A generic difficulty in developing and using appraisal checklists lies in distinguishing between the quality of a study and the quality of its reporting. Inevitably, a good standard of reporting is required if one is to properly appraise a moderator or predictor. For this reason, our checklist also includes criteria that relate to reporting quality (e.g. mentioning pre-specification of hypotheses). Also, there may be a relation between good reporting quality and good methodological quality. For instance, if researchers are aware of the fact that predefined hypothesis testing is important, they are likely to report this in their article. Therefore, criteria that are not properly reported are more likely to be of poor quality.

It should be noted that for several criteria within our checklist, no general agreement currently exists on what constitutes best practice. For instance, different statistical methods exist for subgroup identification, [52,53,54] but these are difficult to assess when researchers are not familiar with them. Although we aimed to provide guidance on these issues, it was difficult to provide strict criteria or specific cut-off points. For this reason, we recommend that any appraisal should involve a team with complementary skills, including clinicians as well as methodologists.

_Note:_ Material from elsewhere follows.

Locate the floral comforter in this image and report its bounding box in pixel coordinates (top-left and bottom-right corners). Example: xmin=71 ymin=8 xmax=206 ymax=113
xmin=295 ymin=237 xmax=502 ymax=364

One limitation of the methods employed in our study lies in the use of the RAND Appropriateness Method for the selection of criteria. This means that the appropriateness of any individual criterion is dependent on the inclusion of all other criteria. In addition, the list of criteria is dynamic due to the ability of participants to suggest rewordings or additional criteria. Ideally, each change would require a reassessment of all criteria for appropriateness until agreement is reached. However, given the different backgrounds of the participants, valuations will not always converge. The appropriateness method rarely resulted in complete agreement on the exclusion of criteria, leaving room for the core research team to make final decisions. Ideally, the wording of criteria and the selection of criteria would have been split into separate phases. In spite of these limitations, there was broad agreement among the experts on the final version of the checklist, meaning that it appropriately reflects current views on how the validity of claims regarding prediction and moderation of treatment effects should be judged.

A second limitation is the fact that the Delphi panel was relatively small. Even though we believe that it comprised the relevant range of expertise across several countries, we may not have accommodated all available viewpoints. Although we performed a very extensive literature search, we may have missed articles, due to the diversity and variability of the terminology used in personalized, stratified and precision healthcare. [55,56,57] We do think the range of experts in our Delphi panel was able to compensate for any possibly missed relevant literature. Furthermore, the pilot test was relatively modest in the number of articles on which the checklist was piloted, so the future use of CHAMP will provide important additional insights regarding the usability of the checklist and the implications of its use for how we judge moderator and predictor findings.

Conclusion

An appraisal checklist was created to help researchers formally appraise moderator or predictor analyses. The contents of the checklist were based on literature, three Delphi rounds and pilot testing. The use of such a checklist is relevant as moderator and predictor analyses are becoming increasingly common as the demand for personalized health care is growing. The CHAMP checklist expands upon existing tools, providing coverage and clarification for appraisal of randomized and non-randomized studies, as well as bodies of evidence. We tested its feasibility in an extensive pilot study. More experiences from different users and new developments in the future will allow a further refining and improvement of CHAMP.